University Web Developers

University Web Developers

We're in the process of moving from static HTML pages (Dreamweaver templates) to a content management system for our main university web site.  A lot of CMSes have import utilities that can use CSV (Comma Separated Value) files or XML.

I am looking for a way to grab all of the data on our old pages and put them into one giant CSV file (or at least a folder at a time) for bulk import into our new site.  Finding the content areas on our pages would be pretty easy, since they're already clearly marked in the code (ie. "<!-- InstanceBeginEditable name="Text" -->").

Does anyone have experience doing something like this?  Something like Mozenda (http://www.mozenda.com/) looks promising, but I'd prefer something that is a little cheaper or at least doesn't charge by the page.

Views: 1356

Reply to This

Replies to This Discussion

I'm nearing the end of a 5-month CMS migration from Dreamweaver. I did it by hand (read: work-study students) because the HTML in Dreamweaver had 10 years of cruft built up and I didn't want that in my shiny new CMS. I could have done it in a couple days, though, with a Ruby script. If you don't have someone with those skills, I'm sure you could hire someone (or yours truly) for just a few hours to do it.

Jason
I'd second the notion that depending on how recently those pages were created, you could be bringing along font tags and the associated "cruft."

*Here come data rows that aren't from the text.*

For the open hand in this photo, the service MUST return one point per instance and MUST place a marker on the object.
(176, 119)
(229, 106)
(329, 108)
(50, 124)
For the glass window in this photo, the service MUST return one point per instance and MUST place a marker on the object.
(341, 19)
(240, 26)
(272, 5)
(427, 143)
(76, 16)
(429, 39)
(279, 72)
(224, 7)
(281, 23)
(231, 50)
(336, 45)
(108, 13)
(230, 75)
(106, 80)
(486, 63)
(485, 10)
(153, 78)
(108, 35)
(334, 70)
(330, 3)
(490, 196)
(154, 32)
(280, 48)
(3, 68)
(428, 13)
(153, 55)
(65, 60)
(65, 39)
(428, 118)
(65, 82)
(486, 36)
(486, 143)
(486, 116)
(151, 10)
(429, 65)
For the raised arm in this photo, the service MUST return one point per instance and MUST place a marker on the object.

I'm working on something similar, parsing through HTML and producing an XML markup used by our new CMS. I just want to get stuff in. My tool of choice is PERL given all the pattern matching abilities of that language.
Stephanie Leary built a really great plugin for WordPress that does just this. You could pull your static content into a WP install and export to XML. Might be a quick and easy way to accomplish the task.
Hi,

Just curious, what kind of CMS will you be using?

Pem
dotCMS is the frontrunner at the moment.
I've helped with a few such migrations.Getting the data areas themselves aren't hard. A good developer could write a script for it rather easily. It's the formatting, accessibility, etc that is a problem especially with DW where there tends to be a lot of Garbage code. I've tried plugins and other methods, but in the end your best bet might be something on the lines of a student worker and a text editor. Anything else can cause all sorts of extra problems down the line.
Hi Stephen,

At NNU, we just accomplished content migration from static HTML files (Dreamweaver) into Typo3 using a custom extension we built. I'd be happy to let you look at the code and see if you can use it. You might also consider Typo3 as a CMS. http://typo3.org.

How big is the site you are looking to migrate?

Best,

Zac
Stephen,

How deeply have you delved into this? Have you thought about site structure? Is that going to change at all? What about any attachments like PDFs and images that are part of the content?

The Typo3 extension we built not only imports the HTML files into the db, it also imports any files, such as PDF (you specify file types), rebuilds the links to work with the CMS, and if you have Dreamweaver template tags around your content it can target only that area.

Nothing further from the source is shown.